Again, I have nothing against these approaches, but I suspect that you have to believe in them to a certain extent... if I walked out my office, down the stairs pass all of my students, opened the door to our beautiful campus, went out there and hugged and kissed a tree... what could I say to my students? "Oh, this is about writing, really!" I can see their faces now... "Geez, I thought Prof. R was 'serious' about writing." At any rate, I think Goldberg's advice is for "some" people, not everyone. One thing that strikes me odd about the book is the constant praise of Hemingway as a writer and technician of writing. Often times, liberal minded people bash Hemingway for his macho attitude, etc. That may or may not be a lot of literary revisionism, but it was nevertheless curious to see Goldberg--an obvious liberal--praising Hemingway above other writers she could have chosen. I judge unfairly: she sorts of balances out the book by doing this.

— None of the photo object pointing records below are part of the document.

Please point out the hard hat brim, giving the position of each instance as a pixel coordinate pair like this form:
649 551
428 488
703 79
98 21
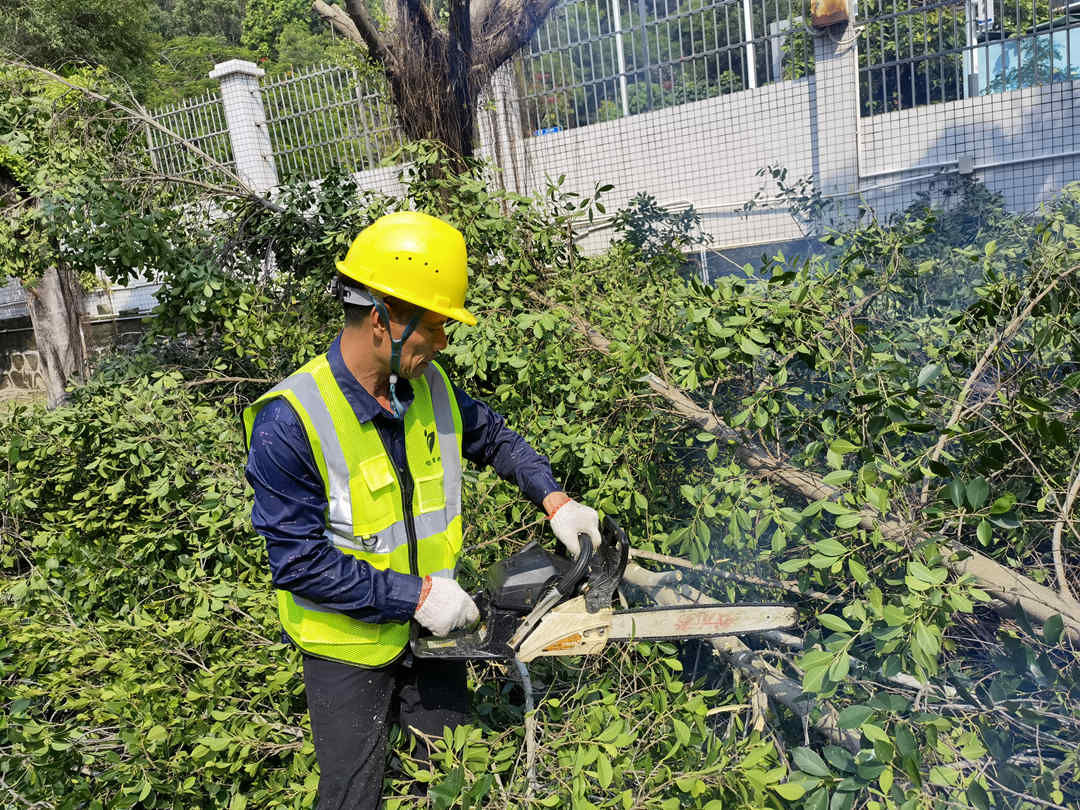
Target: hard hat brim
457 313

Presently, I am reading "Writing to Heal the Soul: Transforming Grief and Loss Through Writing," by Susan Zimmerman. Why? Because I am dividing my time between classics, writing instruction books, and writing. This is a book that came out of a great deal of suffering, so it is very unlike Goldberg's "happy" thoughts. While I am half-way through it already, I can't really comment until I get past this chapter. So far so good.

About the music on the blog. If it is annoying, let me know and I'll discontinue it. Otherwise, I am planning to change the music file every week. It that plays automatically after the site loads, so if you don't want to hear it, just scroll down and hit the pause button on the player.